According to the National Gardening Association, I have gardened my entire life within a single hardiness zone: 8B (Northern California Coastal & Inland Valleys — minus the inland valleys in my case). In fact, I’ve gardened my entire life within a 35 mile radius of the house where I grew up. This is great in some ways. It has made me a much better gardener within my specific region (what I like to call the nor-cal fog zone, where the temperature sits at right around 55 degrees all year round). And I do love the plants I can grow here: tree ferns and split-leaf philodendrons and bamboo and of course all kinds of cool-weather, low-chill and short season fruits and vegetables. I even managed tomatoes 10 blocks from the foggy beach.
This spring, however, I will be packing up my trowel and moving to a climate so different that I don’t even know where to begin my garden planning. For starters, it snows. I haven’t lived somewhere that snowed since I was 6 1/2 years old.
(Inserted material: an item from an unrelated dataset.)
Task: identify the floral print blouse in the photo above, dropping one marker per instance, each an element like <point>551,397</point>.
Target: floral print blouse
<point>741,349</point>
And in the summer the heat — a very, very dry heat — can bake the paint right off the house. And did I mention the altitude? Yeah, I’m way out of my depth on this one. But gardeners, we garden. We don’t know what else to do.
So while most well-seasoned southwest gardeners are probably starting seeds, I will be studying. Luckily I have friends out there who can help me understand this strange new/old world.
And even though my new garden may be temporary, I will give it all the green thumb I have. And then some.